Diciembre había llegado, y también las vacaciones. Muchos alumnos se habían ido a sus casas y los profesores iban y venían. El Gran Comedor estaba adornado de motivo Navideño y un enorme pino estaba siendo decorado por varios alumnos con el profesor Flitwick. En una de las mesas del comedor, Scarlett y Nathalie estaban sentadas jugando ajedrez mágico. Mia se acercó a ellas con una caja de dulces.
-¿Quieren? Yo no me las voy a comer todas. -
Ambas voltearon a verla y sonrieron. -¡Gracias!-
Cada una cogió un dulce y la invitaron a sentarse. Mia dejó la caja en la mesa.
-¿Qué juegan?-
-Ajedrez mágico. Bueno, en realidad le estoy enseñando a Scar.- contestó Nathalie.
-Tú eres la que tenía el Patronus de un Fénix ¿no?-preguntó Scarlett con una suave sonrisa.
-Así es.- contestó Mia con una sonrisa orgullosa.
Continuaron hablando por un rato mientras Nathalie le daba una paliza a Scarlett en ajedrez, cuando Mia se dio cuenta de un pequeño detalle.
-¿Y Aleyna? -
Las otras dos voltearon a verla.
-¿Drummond? ¿La de Ravenclaw?-
Mia ladeó la cabeza. -Si, ella.-
Fueron a contestar que no la habían visto, cuando la Aleyna en cuestión apareció en la puerta.
-¡Mia!-
La chica volteó, saludándola, notando que llevaba la escoba en la mano e iba realmente abrigada.
-¿A donde vas?- le preguntó.
-Voy a entrenar con los pocos que quedamos de Quidditch, somos tres de cada casa en total. ¿Quieren venir a ver?-
Las otras dos asintieron y se pusieron en pie con Mia, invocando con el hechizo “Accio” sus abrigos, bufandas, guantes y demás, para ir a verlas entrenar.
Una vez en las gradas del campo, sonrieron y saludaron a los otros jugadores, mientras éstos comenzaban a volar por el campo. Ninguno iba en uniforme, tan solo bien abrigados, uno que otro con la bufanda de su casa. Ellas tres estaban sentadas en las gradas conversando mientras los observaban jugar, de vez en cuando celebrando un gol o apoyando a alguno de sus respectivas casas.
Aleyna seguía dando vueltas en el campo, golpeando la bludger y la única golpeadora que había, de Hufflepuff, se la devolvía, ambas entre risas, parecían estar jugando tennis. Era primera vez que Aleyna se quedaba en Hogwarts en vacaciones. Al principio creyó que se aburriría pero ahora se estaba dando cuenta que la estaba pasando bastante bien. Se la lanzó de vuelta a la golpeadora de Hufflepuff y evadió a uno de los cazadores de su equipo para no chocarse con él, ambos riendo.

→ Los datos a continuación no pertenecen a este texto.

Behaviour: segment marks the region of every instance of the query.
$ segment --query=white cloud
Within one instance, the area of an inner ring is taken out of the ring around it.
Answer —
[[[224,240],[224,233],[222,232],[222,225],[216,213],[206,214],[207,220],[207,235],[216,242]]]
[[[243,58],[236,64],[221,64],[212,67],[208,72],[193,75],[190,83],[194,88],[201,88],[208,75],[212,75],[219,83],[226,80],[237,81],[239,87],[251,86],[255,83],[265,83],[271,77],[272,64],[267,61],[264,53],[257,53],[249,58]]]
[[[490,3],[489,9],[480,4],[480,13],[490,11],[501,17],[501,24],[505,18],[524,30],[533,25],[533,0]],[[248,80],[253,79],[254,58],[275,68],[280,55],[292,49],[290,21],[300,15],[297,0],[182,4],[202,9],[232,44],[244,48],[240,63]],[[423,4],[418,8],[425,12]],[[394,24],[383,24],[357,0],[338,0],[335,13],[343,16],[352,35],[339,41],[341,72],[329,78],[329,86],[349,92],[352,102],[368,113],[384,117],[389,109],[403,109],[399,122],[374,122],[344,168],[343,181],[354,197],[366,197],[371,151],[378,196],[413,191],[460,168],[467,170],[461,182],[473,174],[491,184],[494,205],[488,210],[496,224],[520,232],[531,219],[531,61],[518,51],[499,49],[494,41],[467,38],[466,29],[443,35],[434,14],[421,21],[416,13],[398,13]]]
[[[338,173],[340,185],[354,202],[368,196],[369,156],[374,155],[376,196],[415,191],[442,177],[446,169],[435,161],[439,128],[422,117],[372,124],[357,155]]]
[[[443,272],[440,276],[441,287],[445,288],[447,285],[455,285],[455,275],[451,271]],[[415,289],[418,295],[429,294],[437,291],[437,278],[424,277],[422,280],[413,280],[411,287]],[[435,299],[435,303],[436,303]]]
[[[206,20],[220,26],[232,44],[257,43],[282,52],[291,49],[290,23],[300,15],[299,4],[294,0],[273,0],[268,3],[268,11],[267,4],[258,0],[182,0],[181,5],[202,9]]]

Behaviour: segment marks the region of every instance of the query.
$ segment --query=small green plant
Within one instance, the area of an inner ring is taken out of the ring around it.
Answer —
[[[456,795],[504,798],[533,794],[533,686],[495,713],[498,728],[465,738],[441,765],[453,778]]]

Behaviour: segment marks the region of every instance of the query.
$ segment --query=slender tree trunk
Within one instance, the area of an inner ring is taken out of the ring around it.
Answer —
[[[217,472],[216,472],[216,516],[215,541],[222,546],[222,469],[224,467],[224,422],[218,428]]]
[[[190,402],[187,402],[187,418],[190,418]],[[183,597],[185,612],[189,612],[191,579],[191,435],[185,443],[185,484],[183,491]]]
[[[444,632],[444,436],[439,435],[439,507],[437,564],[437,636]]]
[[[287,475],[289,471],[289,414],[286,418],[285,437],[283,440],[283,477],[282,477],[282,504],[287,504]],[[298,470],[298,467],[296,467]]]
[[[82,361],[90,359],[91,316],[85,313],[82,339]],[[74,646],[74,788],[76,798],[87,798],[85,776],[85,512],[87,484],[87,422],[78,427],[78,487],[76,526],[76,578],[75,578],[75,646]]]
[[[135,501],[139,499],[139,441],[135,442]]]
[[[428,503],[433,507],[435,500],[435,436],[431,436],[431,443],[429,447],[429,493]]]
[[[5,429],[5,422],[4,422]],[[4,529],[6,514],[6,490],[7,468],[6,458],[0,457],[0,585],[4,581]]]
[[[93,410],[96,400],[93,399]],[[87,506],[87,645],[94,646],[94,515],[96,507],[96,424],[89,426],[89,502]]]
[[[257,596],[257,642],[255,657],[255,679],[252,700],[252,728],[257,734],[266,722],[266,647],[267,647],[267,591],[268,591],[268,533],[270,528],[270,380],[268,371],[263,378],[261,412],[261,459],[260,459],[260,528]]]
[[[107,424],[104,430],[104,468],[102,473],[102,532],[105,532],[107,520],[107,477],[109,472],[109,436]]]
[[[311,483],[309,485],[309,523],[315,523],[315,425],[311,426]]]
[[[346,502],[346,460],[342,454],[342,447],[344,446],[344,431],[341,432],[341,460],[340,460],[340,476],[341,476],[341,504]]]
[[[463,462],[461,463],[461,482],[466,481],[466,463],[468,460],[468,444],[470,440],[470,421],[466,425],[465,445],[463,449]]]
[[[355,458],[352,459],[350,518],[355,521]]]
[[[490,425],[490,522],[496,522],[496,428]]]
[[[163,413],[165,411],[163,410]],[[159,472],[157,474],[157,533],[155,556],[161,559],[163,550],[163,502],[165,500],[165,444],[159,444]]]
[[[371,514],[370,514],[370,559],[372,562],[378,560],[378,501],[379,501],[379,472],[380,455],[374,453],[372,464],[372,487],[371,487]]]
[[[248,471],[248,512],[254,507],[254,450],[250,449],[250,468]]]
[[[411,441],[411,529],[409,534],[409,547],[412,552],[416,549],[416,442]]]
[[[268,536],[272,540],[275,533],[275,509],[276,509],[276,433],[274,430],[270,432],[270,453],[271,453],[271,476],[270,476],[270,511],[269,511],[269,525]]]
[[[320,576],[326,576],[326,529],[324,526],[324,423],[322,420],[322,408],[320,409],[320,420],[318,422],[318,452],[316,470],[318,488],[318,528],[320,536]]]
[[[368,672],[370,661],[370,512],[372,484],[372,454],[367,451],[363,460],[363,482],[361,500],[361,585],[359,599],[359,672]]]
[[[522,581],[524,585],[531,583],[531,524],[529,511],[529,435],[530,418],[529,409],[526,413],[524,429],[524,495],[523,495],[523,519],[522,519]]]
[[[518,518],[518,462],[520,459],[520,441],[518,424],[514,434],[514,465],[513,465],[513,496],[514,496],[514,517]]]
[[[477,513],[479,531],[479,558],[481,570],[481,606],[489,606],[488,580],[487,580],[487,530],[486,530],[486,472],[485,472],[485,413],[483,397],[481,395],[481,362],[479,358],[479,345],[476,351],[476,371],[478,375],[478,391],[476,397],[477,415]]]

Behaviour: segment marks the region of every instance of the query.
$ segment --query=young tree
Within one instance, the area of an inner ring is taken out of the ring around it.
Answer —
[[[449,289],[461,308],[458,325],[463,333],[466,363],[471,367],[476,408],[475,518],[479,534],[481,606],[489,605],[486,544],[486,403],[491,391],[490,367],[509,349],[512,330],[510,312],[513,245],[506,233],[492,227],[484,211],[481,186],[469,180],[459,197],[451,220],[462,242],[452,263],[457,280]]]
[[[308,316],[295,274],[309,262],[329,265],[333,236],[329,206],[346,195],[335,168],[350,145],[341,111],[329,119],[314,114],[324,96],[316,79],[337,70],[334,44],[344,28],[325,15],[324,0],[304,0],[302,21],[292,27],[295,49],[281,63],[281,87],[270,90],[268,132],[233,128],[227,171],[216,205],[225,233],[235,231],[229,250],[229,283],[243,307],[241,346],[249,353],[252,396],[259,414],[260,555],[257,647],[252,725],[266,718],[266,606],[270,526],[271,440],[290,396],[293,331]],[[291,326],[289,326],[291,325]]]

Siguieron jugando un buen rato cuando comenzó a nevar y comenzó a bajar la temperatura. Todos comenzaban a tener más frío que lo normal, y rápidamente recogieron los balones en el baúl que Madame Hooch les había dado, cuando de pronto, la bufanda de Aleyna salió volando por el terrible viento. La chica alzó vuelo detrás de la bufanda y los otros la perseguían en escobas o corriendo en la tierra gritando que volviera, pero la chica los ignoro.
Cuando logró atrapar la bufanda, sonrió y al girar, solo pudo observar niebla a su alrededor. Dio vueltas sobre si misma intentando ver algo, cuando escuchó un sonido que la hizo temblar de pies a cabeza. Sintió un movimiento a sus espaldas y giró pero no había nada. Su corazón comenzaba a palpitar más y más rápido, hasta que al girar se topó de frente con un Dementor. Aleyna soltó un grito desgarrador del susto, y el Dementor se acercó a ella, comenzando a absorber su felicidad. Aleyna llevó la mano a donde tenía su varita pero por el aturdimiento no pudo tomarla. De pronto, observó a dos figuras acercarse a ella, creyó que eran dos Dementores más, pero supo que estaba equivocada y se alivió cuando un Fénix de estelas de luz volaba frente a los Dementores y los apartaba a todos mientras la otra figura la abrazaba antes de que cayera de la escoba.
-Te tengo- susurró una voz familiar.
Ella entre tanto aturdimiento sonrió.
-Gracias, Eric.-
Mia volteó a verlos a ambos.
-Volvamos al castillo.-
Eric asintió y aún abrazando a Aleyna, la montó en su escoba, tomó la de ella con la otra mano y volaron de vuelta a la escuela, llevando a la pobre Aleyna aturdida directamente a la enfermería.